If the venomous criticism the Caine Prize for African Writing has received over the past few years has put you off the competition, the critiques of Lusaka Punk – this year’s compilation of the prize’s short-listed stories – might compel those desperate enough to read them to enter their nearest bookstore incognito. 

In 2011, Nigerian writer Ikhide R Ikheloa called the short-listed stories a “riot of exhausted clichés”, referring to what he argues is a preoccupation with stories that perpetuate the narratives of darkest Africa – poverty, war, child soldiers, genocide and so on. 

Helon Habila, one of Ikheloa’s literary contemporaries, echoed him last year, asking whether “this new writing is a fair representation of Africa”. 

The winners, say critics, are also too often Africans raised and educated abroad.

Judges have responded to the criticism by claiming it’s all sour grapes. 

And then, on top of all that, when this year’s prize was awarded to Zambian author Namwali Serpell for her story The Sack, the author announced she would be splitting the £10 000 prize money among her five fellow nominees, saying literature shouldn’t be treated like a horse race. 

“I thought the prize structure worked against the spirit of supporting and encouraging my fellow writers,” she said. 
With my own copy in hand, however, I can quite proudly admit that for those who don’t use literary prizes as a way to navigate their literary tastes (or opinions, for that matter), there is very little criticism one can level against the collection’s 12 stories without coming across as being just a little bit bitter. 

Yes, there certainly is a dose of poverty porn in the mix, and no shortage of violence, but from the story of a successful apartheid insurance dealer to the effect of an imported Chinese building crew on a small village facing gentrification, there is no dearth of diversity among these voices. 

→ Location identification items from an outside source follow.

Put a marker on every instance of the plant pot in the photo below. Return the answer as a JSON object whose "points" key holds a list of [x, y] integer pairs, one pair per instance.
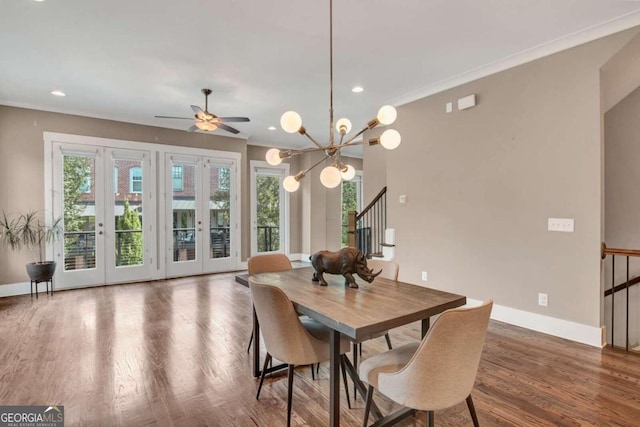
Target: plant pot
{"points": [[41, 271]]}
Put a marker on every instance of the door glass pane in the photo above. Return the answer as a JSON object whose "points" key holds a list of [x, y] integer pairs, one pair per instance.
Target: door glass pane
{"points": [[79, 200], [268, 212], [184, 215], [219, 202], [128, 214]]}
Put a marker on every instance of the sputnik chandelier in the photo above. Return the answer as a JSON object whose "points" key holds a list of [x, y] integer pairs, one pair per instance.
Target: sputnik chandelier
{"points": [[336, 171]]}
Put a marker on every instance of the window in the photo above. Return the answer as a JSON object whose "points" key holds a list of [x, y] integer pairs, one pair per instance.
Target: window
{"points": [[224, 177], [85, 187], [135, 180], [351, 201], [177, 174]]}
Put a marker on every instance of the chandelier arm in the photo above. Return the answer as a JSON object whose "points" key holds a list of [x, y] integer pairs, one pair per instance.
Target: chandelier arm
{"points": [[331, 136], [314, 141], [306, 171], [348, 141]]}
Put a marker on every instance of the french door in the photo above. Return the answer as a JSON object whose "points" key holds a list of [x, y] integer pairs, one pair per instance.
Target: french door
{"points": [[201, 212], [269, 231], [105, 197]]}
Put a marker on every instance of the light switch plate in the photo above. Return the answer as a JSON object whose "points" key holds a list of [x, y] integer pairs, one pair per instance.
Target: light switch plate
{"points": [[467, 102], [543, 300], [560, 224], [449, 107]]}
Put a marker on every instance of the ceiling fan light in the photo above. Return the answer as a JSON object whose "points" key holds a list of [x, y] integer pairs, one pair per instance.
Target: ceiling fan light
{"points": [[291, 122], [387, 114], [206, 126], [343, 126], [330, 177]]}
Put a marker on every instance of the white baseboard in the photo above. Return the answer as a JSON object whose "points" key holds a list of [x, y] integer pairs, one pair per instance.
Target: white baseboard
{"points": [[567, 329]]}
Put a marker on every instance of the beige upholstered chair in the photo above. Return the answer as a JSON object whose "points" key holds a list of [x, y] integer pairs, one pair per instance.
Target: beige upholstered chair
{"points": [[267, 263], [389, 270], [290, 339], [436, 373]]}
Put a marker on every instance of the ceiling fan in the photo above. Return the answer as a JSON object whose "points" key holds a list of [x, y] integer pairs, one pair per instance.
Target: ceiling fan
{"points": [[206, 121]]}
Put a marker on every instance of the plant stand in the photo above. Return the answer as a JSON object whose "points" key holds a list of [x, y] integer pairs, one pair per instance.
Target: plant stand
{"points": [[41, 281]]}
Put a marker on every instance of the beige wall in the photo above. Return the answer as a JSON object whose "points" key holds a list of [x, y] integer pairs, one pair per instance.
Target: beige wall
{"points": [[620, 74], [481, 184], [622, 175], [22, 162], [622, 204]]}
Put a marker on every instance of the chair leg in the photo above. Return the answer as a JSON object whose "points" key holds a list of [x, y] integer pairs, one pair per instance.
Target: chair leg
{"points": [[264, 370], [250, 341], [289, 394], [472, 411], [354, 356], [367, 407], [344, 379], [430, 419]]}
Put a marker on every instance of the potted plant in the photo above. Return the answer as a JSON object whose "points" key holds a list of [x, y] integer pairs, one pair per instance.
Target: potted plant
{"points": [[30, 230]]}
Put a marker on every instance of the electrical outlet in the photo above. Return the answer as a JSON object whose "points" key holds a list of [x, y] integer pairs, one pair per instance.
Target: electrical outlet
{"points": [[560, 224], [543, 300]]}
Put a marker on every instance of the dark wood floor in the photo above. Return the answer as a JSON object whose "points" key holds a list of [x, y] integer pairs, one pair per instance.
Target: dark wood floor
{"points": [[173, 353]]}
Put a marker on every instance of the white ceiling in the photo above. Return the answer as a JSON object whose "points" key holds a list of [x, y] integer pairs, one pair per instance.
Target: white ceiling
{"points": [[129, 60]]}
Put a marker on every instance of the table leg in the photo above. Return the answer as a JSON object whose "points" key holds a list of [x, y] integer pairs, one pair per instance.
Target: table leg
{"points": [[360, 388], [425, 326], [256, 344], [334, 379]]}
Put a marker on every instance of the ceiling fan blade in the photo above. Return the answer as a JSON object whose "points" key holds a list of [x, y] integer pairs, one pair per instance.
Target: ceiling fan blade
{"points": [[201, 114], [171, 117], [228, 128], [233, 119]]}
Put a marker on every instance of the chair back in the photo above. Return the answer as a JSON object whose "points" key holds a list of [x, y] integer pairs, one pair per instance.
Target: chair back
{"points": [[268, 263], [389, 269], [442, 371], [284, 336]]}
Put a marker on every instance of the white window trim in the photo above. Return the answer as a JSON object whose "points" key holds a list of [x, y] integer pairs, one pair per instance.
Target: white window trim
{"points": [[131, 190], [281, 168]]}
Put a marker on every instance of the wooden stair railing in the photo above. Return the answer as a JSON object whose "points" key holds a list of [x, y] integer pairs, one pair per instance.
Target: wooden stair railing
{"points": [[623, 286], [366, 229]]}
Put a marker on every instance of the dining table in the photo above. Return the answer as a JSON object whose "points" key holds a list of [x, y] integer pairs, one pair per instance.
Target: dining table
{"points": [[357, 313]]}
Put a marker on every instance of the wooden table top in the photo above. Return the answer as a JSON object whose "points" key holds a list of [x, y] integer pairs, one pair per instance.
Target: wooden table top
{"points": [[360, 313]]}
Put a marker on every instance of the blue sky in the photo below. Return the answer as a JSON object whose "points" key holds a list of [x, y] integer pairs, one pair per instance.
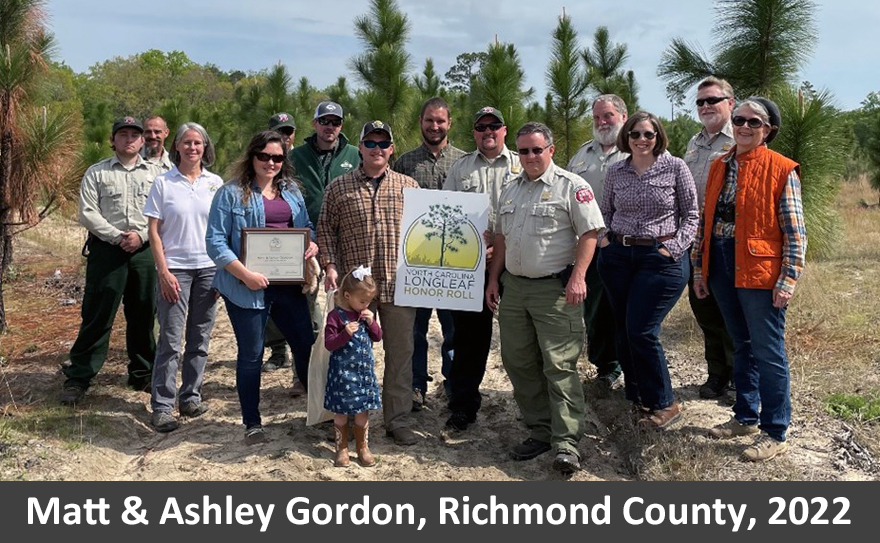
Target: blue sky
{"points": [[316, 39]]}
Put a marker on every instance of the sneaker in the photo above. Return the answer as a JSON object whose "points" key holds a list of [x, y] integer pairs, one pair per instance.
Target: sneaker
{"points": [[764, 448], [163, 421], [714, 387], [72, 394], [529, 449], [193, 409], [254, 435], [733, 428]]}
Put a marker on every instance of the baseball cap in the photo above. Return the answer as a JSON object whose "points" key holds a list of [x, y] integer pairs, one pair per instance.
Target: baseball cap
{"points": [[127, 122], [282, 120], [376, 126], [328, 108], [488, 110]]}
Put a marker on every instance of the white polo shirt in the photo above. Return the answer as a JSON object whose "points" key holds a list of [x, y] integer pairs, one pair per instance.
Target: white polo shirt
{"points": [[183, 209]]}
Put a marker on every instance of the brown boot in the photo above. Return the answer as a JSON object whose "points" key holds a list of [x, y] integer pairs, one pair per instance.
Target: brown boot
{"points": [[365, 457], [342, 460]]}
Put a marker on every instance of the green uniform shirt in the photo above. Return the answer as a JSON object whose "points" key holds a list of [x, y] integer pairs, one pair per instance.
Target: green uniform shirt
{"points": [[541, 221], [112, 198]]}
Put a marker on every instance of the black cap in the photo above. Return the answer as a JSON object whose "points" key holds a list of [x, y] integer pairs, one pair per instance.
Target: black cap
{"points": [[772, 113], [126, 122]]}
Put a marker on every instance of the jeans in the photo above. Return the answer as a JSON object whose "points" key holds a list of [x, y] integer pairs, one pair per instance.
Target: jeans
{"points": [[643, 285], [420, 345], [192, 318], [760, 367], [288, 308]]}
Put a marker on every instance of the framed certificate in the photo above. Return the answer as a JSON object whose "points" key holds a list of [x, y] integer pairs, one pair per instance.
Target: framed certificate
{"points": [[277, 253]]}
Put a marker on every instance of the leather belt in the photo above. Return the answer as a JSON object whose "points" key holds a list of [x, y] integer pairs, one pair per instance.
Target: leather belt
{"points": [[628, 241]]}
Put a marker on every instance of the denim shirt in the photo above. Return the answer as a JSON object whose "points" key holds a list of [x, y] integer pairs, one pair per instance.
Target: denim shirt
{"points": [[227, 217]]}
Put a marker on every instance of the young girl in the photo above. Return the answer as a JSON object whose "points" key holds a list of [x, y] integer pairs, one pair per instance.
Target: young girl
{"points": [[352, 387]]}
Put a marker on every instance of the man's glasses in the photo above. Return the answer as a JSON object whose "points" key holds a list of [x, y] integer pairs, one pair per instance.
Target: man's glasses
{"points": [[635, 134], [266, 157], [712, 100], [370, 144], [754, 122], [534, 150], [494, 127]]}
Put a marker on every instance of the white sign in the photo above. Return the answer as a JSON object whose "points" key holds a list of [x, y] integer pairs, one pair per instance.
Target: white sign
{"points": [[441, 261]]}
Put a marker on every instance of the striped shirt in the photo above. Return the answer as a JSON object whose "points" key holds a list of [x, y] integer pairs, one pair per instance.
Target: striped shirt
{"points": [[791, 222], [359, 225]]}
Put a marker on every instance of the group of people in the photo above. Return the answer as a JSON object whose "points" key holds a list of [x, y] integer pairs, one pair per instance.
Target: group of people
{"points": [[602, 249]]}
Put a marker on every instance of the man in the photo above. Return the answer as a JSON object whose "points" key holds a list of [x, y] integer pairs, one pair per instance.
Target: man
{"points": [[487, 170], [120, 266], [155, 134], [591, 162], [715, 106], [427, 164], [359, 225], [545, 234]]}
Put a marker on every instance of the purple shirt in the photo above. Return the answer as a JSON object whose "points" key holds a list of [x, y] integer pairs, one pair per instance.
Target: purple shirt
{"points": [[278, 213], [660, 202]]}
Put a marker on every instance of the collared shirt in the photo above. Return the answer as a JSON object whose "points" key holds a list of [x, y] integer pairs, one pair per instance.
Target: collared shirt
{"points": [[592, 163], [791, 221], [112, 198], [702, 150], [660, 202], [428, 171], [182, 207], [359, 225], [541, 221], [475, 173]]}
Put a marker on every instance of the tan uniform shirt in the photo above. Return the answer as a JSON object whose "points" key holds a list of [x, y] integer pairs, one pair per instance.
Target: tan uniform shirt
{"points": [[702, 150], [591, 163], [475, 173], [112, 198], [542, 220]]}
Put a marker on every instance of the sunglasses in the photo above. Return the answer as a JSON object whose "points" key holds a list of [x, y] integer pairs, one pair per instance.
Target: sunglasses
{"points": [[266, 157], [370, 144], [754, 122], [534, 150], [494, 127], [635, 134], [712, 100]]}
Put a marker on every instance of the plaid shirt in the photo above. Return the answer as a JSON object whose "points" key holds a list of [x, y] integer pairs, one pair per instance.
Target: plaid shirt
{"points": [[429, 171], [359, 225], [791, 221], [660, 202]]}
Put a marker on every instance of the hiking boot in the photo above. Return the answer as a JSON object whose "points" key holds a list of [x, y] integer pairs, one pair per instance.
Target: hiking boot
{"points": [[529, 449], [764, 448], [163, 421], [733, 428], [72, 394], [714, 387], [193, 409], [662, 418]]}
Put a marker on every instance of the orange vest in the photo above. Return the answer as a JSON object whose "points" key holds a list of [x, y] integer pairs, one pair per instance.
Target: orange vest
{"points": [[761, 178]]}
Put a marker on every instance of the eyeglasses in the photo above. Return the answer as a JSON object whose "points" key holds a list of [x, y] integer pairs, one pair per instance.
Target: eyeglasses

When the stories are read consecutively, they encompass a fluid reading of some of the world’s most considered perspectives of the continent and will undoubtedly broaden your views of a “written Africa”, as Binyavanga Wainaina might put it. 

But even Wainaina, the 2002 winner of the prize, points out that “the Caine Prize can’t do what we all have to – centralise our vision for ourselves to ourselves and the world”. 

There is just too much tension and context to simply enjoy Lusaka Punk on a beach somewhere. The institution around it has made it much more than just a light read. But I would nevertheless suggest you try reading the work for yourself and seeing if, somewhere, among all the entries, you find a bit of your own story, or someone you know, or even just a story that reminds you of something you may have forgotten about the place in which you live. 

If you’re still unsure, you have the option to download a few of the free stories from this year’s selection from caineprize.com before buying the book.